Добавить в цитаты Настройки чтения

Страница 6 из 12

“Еще раз про любовь” крутилось на экранах, к сцене приближались разные “Странности любви”, а в квартире на Масловке никакой любви, конечно, и в помине не было — той любви, о которой мечталось; сама Маргара на скамейке под луной вытряхнула ее из меня, потому ни одного ласкового словечка не досталось ей, хотя дрожащая плоть в изнеженности и пыталась шепотом вымолвить что-то. Не любовь, а совокупность совокуплений. Дикие мысли вторгаются в голову, когда рядом труп, освежеванная туша или раскинутая сном по простыне голая инженерша, способная превращаться в обнаженную женщину. И среди этих мыслей такая: не ввергнись я в сумасбродство мгновенно вспыхнувшей и ослепившей меня краткосрочной любви к Маргарите, то постиг бы — с одного взгляда, там, при первой встрече у “Темпа”, — что если и пылать страстью, если и сгорать в пламени ее, то только с именем Ани.

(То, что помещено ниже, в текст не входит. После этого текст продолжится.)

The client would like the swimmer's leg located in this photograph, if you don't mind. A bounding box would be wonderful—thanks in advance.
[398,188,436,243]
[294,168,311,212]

Более двух суток пробыли мы на Масловке, питаясь консервами. Ранним воскресным утром прибрались в квартире, Маргара напихала в сумку простыни и наволочки. На Беговую не звонили, зная, что Яша сейчас уже в электричке, спешит в Солнечногорск. Посидели на дорожку и быстро пошли к проспекту. На ходу вскочили в трамвай. Было в Маргарите какое-то очарование, следы пятидесяти с чем-то часов, проведенных небезгрешно: подсушилось тело ее, глаза, кажется, цвет изменили, губы припухли. Спросил, когда вернется из Ленинграда хозяйка квартиры на Масловке, и если та задерживается, то…

Ответила она так:

— Завтра напиши заявление о переходе в 9-й отдел, там тебе дадут старшего инженера, обещаю, договорюсь… Тогда и приходи на Беговую.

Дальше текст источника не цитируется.